A speeding incident involving a Toronto teacher and a passenger van full of students has many wondering what regulations are in place to prevent this situation in Windsor.

Father Henry Carr basketball coach Paul Melnik was driving 12 players to the provincial basketball championship in Windsor, Ont., when they caught him traveling 46 km/h more than the speed limit on the 401.

That’s just 4 km/h below what is considered "stunt driving" under the Ontario Highway Traffic Act.

The Chatham/Kent OPP handed him a speeding ticket and also fined him for not having the proper license to be carrying that many passengers.

The fact that it was done with a passenger van full of kids, by a driver with the wrong classification of licence, has driving instructor Dan Carson crying foul.

"The speeding itself is ridiculous...and with students in the vehicle I mean come on," said Carson.

Passenger vans are regulated by many school boards, but banned by others.

Driving a vehicle with more than ten seats requires an F licence, according to the Ontario Highway Traffic Act.

"You require a commercial driver’s license. That’s a class F which means you're required to pass a medical, and written knowledge test ... plus, you have to take a road test," said Carson. "It takes a lot to handle a van like this one."

A representative for the Toronto Catholic District School Board said the board has "no specific policy" regulating the size of passenger vans used by schools.

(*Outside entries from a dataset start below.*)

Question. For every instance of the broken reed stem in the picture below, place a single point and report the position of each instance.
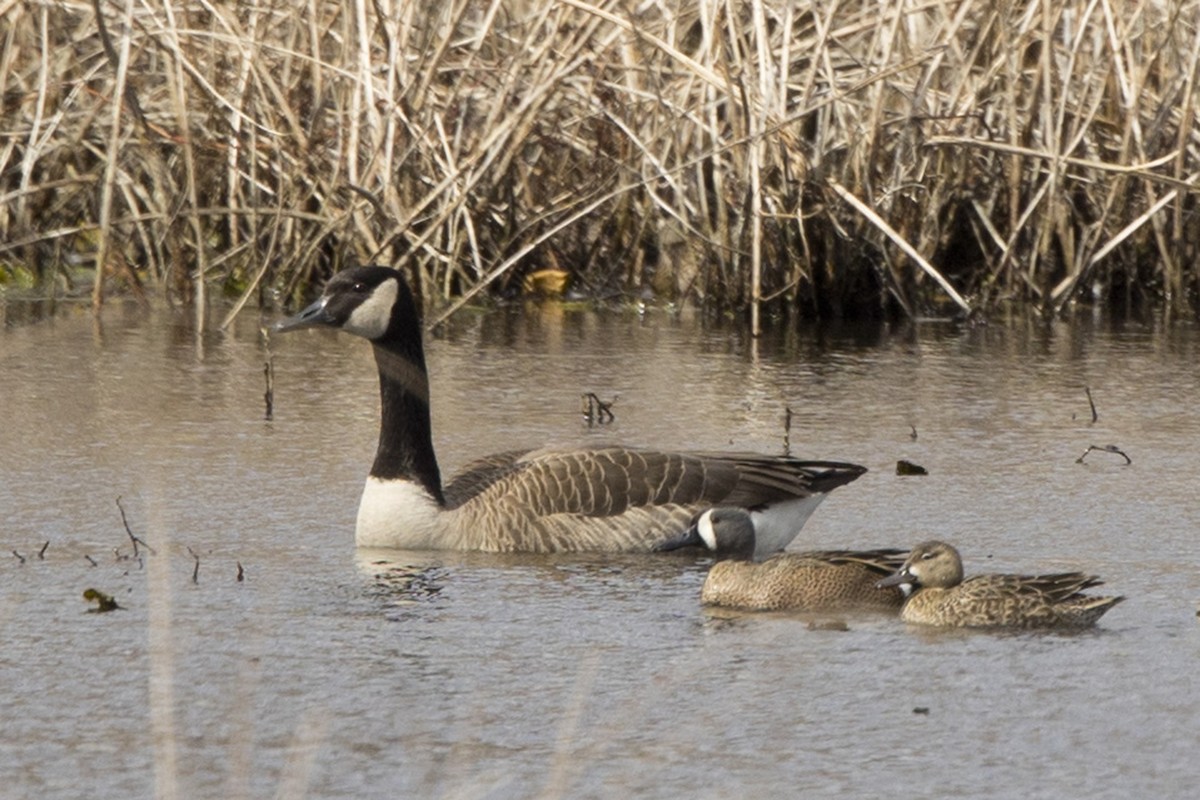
(269, 395)
(120, 61)
(196, 569)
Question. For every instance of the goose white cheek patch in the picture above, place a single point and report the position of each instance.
(705, 528)
(372, 317)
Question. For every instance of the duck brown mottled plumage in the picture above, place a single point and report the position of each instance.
(816, 581)
(942, 596)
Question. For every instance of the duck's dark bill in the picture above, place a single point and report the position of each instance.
(315, 316)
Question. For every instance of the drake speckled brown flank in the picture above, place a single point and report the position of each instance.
(942, 597)
(593, 499)
(816, 581)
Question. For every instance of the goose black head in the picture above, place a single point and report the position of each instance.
(367, 301)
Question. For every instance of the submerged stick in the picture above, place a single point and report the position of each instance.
(196, 570)
(269, 395)
(132, 537)
(1111, 449)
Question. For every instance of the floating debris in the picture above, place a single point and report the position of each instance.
(595, 410)
(196, 570)
(829, 625)
(103, 602)
(1111, 449)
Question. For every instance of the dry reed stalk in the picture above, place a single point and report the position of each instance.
(1017, 149)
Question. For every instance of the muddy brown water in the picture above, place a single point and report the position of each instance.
(335, 673)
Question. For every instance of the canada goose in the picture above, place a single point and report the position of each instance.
(939, 595)
(604, 499)
(815, 581)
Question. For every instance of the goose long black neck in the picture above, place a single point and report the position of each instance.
(406, 434)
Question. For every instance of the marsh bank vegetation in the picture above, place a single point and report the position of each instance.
(826, 158)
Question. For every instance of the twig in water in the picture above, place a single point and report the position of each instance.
(1111, 449)
(595, 410)
(269, 395)
(196, 570)
(132, 537)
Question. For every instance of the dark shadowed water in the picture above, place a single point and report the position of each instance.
(334, 673)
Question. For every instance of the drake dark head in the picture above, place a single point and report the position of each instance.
(370, 301)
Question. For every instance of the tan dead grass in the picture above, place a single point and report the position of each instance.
(834, 157)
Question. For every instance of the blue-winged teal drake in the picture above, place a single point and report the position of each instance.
(939, 595)
(814, 581)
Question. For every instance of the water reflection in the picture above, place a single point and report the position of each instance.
(433, 673)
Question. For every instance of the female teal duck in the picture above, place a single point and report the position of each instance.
(816, 581)
(939, 595)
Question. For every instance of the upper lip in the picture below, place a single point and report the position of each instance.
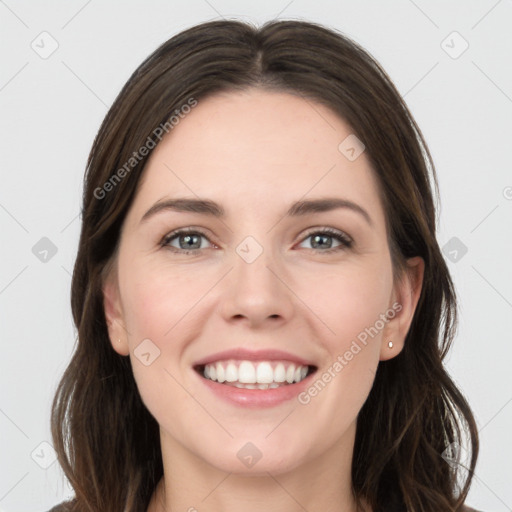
(244, 354)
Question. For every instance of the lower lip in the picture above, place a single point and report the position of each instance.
(256, 397)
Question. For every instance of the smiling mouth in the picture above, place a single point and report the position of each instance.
(255, 374)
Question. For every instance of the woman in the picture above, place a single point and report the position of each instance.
(225, 359)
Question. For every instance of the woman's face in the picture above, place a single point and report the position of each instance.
(262, 280)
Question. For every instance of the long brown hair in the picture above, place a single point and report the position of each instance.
(106, 440)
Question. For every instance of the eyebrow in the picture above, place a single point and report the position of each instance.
(297, 209)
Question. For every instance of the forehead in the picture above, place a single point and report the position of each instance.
(243, 148)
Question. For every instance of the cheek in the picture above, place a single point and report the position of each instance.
(351, 302)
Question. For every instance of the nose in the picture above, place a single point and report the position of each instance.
(256, 291)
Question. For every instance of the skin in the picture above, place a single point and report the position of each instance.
(255, 153)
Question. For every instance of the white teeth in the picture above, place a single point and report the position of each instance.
(231, 372)
(258, 375)
(280, 373)
(246, 373)
(220, 373)
(290, 373)
(264, 373)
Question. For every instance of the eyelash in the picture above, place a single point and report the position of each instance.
(345, 240)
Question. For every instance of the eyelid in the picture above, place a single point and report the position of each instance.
(345, 240)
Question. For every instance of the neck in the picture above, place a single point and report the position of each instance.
(323, 483)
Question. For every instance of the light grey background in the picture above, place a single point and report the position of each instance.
(52, 107)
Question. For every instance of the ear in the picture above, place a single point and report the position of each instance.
(406, 293)
(114, 315)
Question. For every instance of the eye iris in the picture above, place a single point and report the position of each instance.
(319, 237)
(190, 238)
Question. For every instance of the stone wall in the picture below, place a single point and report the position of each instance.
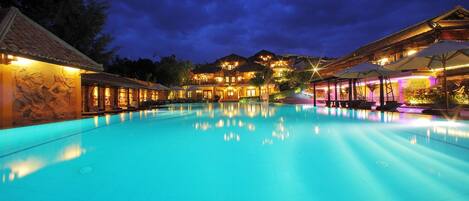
(43, 92)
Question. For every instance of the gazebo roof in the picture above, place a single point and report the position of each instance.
(249, 67)
(108, 79)
(21, 36)
(455, 18)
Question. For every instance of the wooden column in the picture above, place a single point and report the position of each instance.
(328, 94)
(128, 98)
(116, 97)
(354, 83)
(86, 94)
(314, 94)
(381, 93)
(350, 92)
(335, 91)
(138, 98)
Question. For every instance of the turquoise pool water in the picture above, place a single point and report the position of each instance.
(238, 152)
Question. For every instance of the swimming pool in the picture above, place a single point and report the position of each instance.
(238, 152)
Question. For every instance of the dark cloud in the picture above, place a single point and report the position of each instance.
(203, 30)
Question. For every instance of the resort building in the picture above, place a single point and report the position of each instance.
(408, 87)
(228, 78)
(40, 74)
(107, 93)
(44, 79)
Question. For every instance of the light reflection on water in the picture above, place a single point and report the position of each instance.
(372, 145)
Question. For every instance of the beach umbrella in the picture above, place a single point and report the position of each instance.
(364, 70)
(440, 55)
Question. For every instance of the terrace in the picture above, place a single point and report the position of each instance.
(262, 127)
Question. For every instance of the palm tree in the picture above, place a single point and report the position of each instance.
(261, 78)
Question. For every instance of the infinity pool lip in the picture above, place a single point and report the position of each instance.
(250, 148)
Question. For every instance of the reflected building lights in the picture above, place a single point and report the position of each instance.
(316, 130)
(108, 119)
(413, 140)
(72, 152)
(231, 137)
(96, 121)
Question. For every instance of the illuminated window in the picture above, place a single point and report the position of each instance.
(251, 92)
(94, 96)
(107, 96)
(154, 95)
(208, 94)
(122, 97)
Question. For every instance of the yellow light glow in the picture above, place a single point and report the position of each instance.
(20, 169)
(70, 69)
(383, 61)
(71, 152)
(21, 61)
(411, 52)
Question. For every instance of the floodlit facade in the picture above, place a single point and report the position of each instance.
(228, 78)
(40, 74)
(406, 87)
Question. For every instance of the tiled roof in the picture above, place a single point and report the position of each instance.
(250, 67)
(206, 69)
(232, 57)
(443, 21)
(21, 36)
(107, 79)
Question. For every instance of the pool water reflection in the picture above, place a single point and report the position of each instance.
(237, 151)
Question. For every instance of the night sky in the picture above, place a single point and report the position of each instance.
(203, 30)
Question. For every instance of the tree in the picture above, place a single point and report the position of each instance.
(78, 22)
(261, 78)
(168, 71)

But it’s a different story for The Windsor Essex Catholic District School Board, according to Manager of Policy Development Colleen Norris.

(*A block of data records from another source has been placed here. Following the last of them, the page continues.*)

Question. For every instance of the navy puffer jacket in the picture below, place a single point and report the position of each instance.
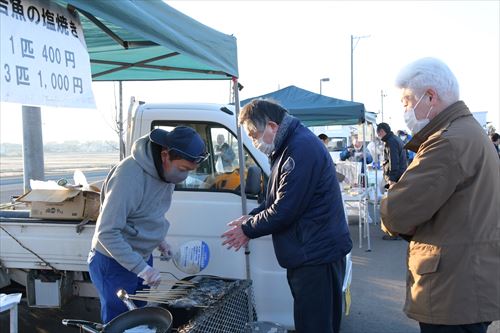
(303, 208)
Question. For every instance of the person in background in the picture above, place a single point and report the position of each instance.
(495, 138)
(448, 203)
(405, 137)
(134, 199)
(395, 162)
(225, 153)
(303, 212)
(325, 139)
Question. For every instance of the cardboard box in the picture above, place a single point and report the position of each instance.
(63, 204)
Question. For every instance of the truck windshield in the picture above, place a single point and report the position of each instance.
(220, 172)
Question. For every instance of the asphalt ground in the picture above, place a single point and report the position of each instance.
(378, 291)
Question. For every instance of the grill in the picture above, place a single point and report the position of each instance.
(215, 305)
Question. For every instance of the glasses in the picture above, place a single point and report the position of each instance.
(191, 158)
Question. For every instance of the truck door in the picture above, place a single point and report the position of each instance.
(208, 199)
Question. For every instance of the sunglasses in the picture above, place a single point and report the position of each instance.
(191, 158)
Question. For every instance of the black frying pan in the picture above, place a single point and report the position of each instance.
(155, 318)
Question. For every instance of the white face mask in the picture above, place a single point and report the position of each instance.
(266, 148)
(413, 124)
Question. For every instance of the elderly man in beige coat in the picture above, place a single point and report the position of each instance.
(447, 204)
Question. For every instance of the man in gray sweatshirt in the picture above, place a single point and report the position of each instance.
(135, 197)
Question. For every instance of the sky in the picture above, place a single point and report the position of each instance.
(282, 43)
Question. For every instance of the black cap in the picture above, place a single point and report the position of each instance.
(384, 126)
(183, 140)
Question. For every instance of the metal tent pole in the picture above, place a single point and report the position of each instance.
(241, 163)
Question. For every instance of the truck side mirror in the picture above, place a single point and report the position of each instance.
(252, 184)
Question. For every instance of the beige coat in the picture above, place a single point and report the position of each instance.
(449, 199)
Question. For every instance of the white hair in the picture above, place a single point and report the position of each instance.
(429, 73)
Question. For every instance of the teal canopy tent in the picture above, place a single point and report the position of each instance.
(134, 40)
(318, 110)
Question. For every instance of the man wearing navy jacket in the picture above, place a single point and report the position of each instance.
(303, 212)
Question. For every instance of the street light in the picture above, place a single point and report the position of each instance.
(353, 46)
(326, 79)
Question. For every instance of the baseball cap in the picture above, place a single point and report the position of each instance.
(184, 140)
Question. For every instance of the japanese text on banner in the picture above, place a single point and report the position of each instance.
(44, 59)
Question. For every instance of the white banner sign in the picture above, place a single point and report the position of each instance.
(44, 59)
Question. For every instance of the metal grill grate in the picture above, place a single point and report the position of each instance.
(230, 314)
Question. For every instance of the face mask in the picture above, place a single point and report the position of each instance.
(266, 148)
(175, 175)
(411, 120)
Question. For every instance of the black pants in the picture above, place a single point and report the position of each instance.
(469, 328)
(317, 295)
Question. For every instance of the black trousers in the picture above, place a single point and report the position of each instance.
(317, 295)
(469, 328)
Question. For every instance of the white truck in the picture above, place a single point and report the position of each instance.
(31, 250)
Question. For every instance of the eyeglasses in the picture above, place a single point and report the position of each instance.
(191, 158)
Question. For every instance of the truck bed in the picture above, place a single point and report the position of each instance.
(55, 242)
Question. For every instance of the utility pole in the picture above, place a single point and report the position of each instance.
(382, 95)
(353, 46)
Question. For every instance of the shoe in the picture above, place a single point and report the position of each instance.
(388, 237)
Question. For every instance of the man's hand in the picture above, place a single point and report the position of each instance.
(165, 251)
(239, 221)
(234, 237)
(151, 276)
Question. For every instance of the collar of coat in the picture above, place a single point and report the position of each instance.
(283, 131)
(439, 122)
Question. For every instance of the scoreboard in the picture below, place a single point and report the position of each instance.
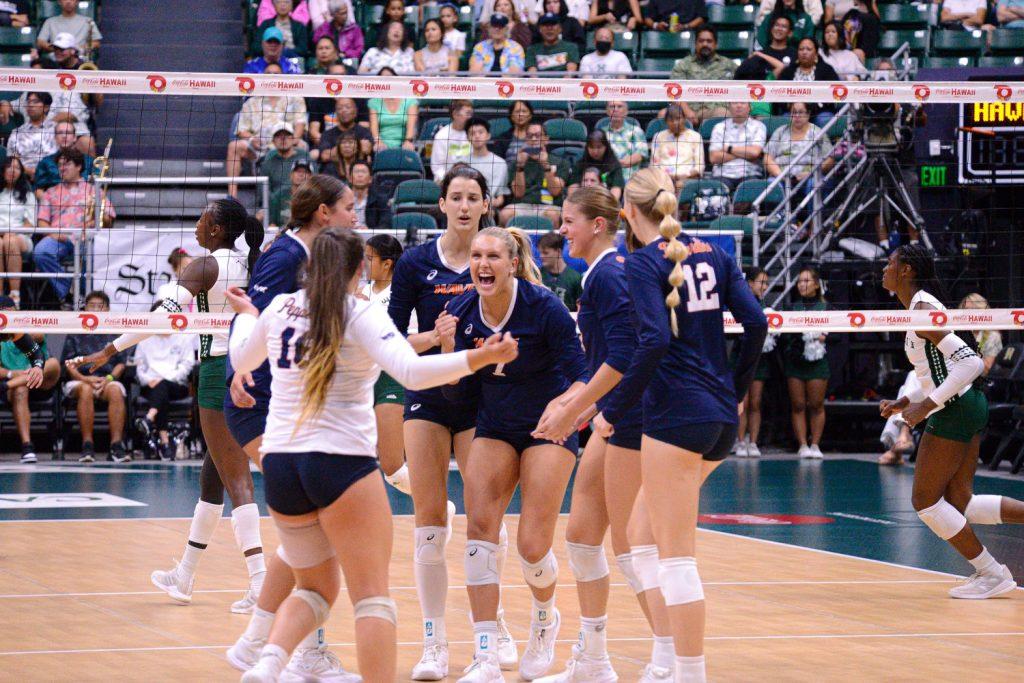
(990, 143)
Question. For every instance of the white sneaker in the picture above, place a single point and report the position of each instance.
(245, 652)
(483, 670)
(433, 664)
(174, 584)
(508, 654)
(579, 670)
(540, 649)
(983, 586)
(310, 665)
(652, 674)
(248, 601)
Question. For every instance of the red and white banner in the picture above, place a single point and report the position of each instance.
(183, 83)
(782, 322)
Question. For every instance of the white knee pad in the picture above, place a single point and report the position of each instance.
(542, 573)
(680, 581)
(305, 546)
(984, 510)
(587, 562)
(430, 545)
(379, 607)
(316, 602)
(943, 519)
(481, 563)
(625, 562)
(645, 566)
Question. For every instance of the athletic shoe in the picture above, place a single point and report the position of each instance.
(983, 586)
(652, 674)
(508, 654)
(248, 601)
(245, 652)
(316, 664)
(433, 664)
(540, 649)
(88, 454)
(118, 453)
(483, 670)
(174, 584)
(579, 670)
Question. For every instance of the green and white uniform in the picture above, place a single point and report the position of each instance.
(963, 416)
(386, 390)
(232, 270)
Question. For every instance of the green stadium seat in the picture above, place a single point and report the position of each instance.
(947, 61)
(999, 60)
(627, 41)
(667, 45)
(1008, 41)
(893, 40)
(735, 44)
(731, 16)
(957, 43)
(660, 66)
(903, 16)
(16, 40)
(531, 223)
(416, 196)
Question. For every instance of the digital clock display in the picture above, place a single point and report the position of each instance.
(991, 150)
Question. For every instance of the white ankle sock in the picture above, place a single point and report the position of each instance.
(259, 625)
(690, 670)
(593, 636)
(485, 638)
(663, 652)
(204, 523)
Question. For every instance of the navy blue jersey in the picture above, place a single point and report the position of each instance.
(424, 283)
(606, 323)
(512, 396)
(686, 379)
(276, 271)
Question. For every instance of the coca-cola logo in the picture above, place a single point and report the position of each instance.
(89, 321)
(333, 86)
(246, 84)
(67, 81)
(157, 82)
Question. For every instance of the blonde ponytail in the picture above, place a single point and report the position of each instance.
(653, 193)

"We have an outright prohibition on any fifteen passenger vans," she said.

The board changed its policy after a New Brunswick high school basketball team collided with a transport truck travelling in a 15 passenger vehicle five years ago.

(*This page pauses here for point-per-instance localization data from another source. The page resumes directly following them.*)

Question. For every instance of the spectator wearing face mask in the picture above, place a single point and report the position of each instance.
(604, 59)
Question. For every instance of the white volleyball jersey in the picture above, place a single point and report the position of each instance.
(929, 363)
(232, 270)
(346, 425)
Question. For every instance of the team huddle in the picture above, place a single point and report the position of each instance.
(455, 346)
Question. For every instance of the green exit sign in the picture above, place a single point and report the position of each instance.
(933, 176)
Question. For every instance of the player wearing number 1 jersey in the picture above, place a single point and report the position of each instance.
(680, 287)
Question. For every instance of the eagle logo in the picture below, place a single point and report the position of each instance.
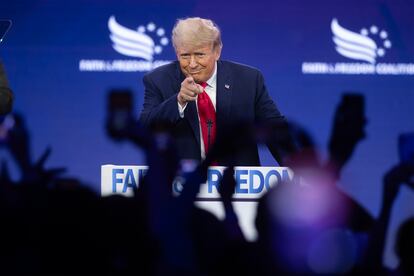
(359, 46)
(137, 43)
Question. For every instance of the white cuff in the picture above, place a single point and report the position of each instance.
(181, 109)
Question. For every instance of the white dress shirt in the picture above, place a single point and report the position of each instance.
(211, 90)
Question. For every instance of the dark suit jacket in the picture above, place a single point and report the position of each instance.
(241, 97)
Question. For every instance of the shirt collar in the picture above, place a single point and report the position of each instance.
(211, 82)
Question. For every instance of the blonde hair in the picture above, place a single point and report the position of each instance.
(196, 32)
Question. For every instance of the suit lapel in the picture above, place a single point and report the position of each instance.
(223, 97)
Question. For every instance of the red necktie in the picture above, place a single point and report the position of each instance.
(207, 115)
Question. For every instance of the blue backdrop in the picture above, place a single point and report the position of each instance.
(61, 62)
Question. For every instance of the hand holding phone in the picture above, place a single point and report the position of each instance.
(406, 153)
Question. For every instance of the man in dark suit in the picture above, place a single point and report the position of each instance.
(201, 95)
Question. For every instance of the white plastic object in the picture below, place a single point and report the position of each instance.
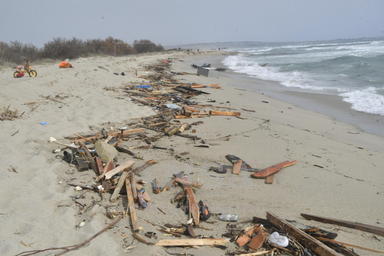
(229, 217)
(279, 240)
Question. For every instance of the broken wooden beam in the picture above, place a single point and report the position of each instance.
(332, 241)
(131, 206)
(224, 113)
(269, 179)
(237, 167)
(305, 239)
(349, 224)
(124, 133)
(193, 208)
(119, 186)
(116, 170)
(193, 242)
(272, 169)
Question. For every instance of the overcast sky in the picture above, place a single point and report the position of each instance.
(173, 22)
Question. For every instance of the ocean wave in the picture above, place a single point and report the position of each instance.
(366, 100)
(242, 64)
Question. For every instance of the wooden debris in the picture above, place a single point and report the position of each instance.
(193, 242)
(122, 134)
(131, 206)
(272, 169)
(192, 205)
(144, 166)
(350, 224)
(269, 179)
(258, 253)
(305, 239)
(224, 113)
(237, 166)
(119, 186)
(125, 166)
(323, 239)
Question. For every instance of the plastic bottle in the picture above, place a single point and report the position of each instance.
(229, 217)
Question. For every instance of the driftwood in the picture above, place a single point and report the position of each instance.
(350, 245)
(116, 170)
(224, 113)
(119, 186)
(193, 242)
(193, 208)
(350, 224)
(258, 253)
(269, 179)
(272, 169)
(144, 166)
(131, 206)
(237, 167)
(124, 133)
(305, 239)
(72, 247)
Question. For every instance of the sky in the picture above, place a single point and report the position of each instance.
(174, 22)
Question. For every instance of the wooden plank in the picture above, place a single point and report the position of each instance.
(350, 245)
(124, 166)
(350, 224)
(119, 186)
(141, 168)
(133, 184)
(237, 167)
(99, 164)
(89, 157)
(193, 242)
(125, 133)
(269, 179)
(131, 206)
(194, 211)
(305, 239)
(258, 253)
(224, 113)
(272, 169)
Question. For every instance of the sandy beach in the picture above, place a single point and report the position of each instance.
(339, 173)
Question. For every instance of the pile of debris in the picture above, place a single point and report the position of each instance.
(10, 115)
(112, 178)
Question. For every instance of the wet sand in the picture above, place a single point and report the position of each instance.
(36, 206)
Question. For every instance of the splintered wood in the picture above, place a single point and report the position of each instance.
(193, 242)
(192, 205)
(305, 239)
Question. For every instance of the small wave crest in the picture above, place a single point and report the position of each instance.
(244, 65)
(365, 100)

Ten to 14 passenger vans are allowed and it’s up to the principals to make sure those getting behind the wheel have the proper credentials, said Norris.

Scott Scantlebury of the Greater Essex County District School Board said the public board has even more rigid policies.

"Regulations in the field trip policy say explicitly that ten to fifteen passenger vans will not be rented for field trips," he said.

That may cover the schools but Carson said other groups haven’t followed suit.  

"You got church groups.  You've got boys scouts.  You've got all kinds of social groups that gather and transport and may not be aware of the rules exactly," he said.

Both school boards said they do not check the driving records of those transporting students.  A valid driver’s licence at the appropriate level is all that’s required.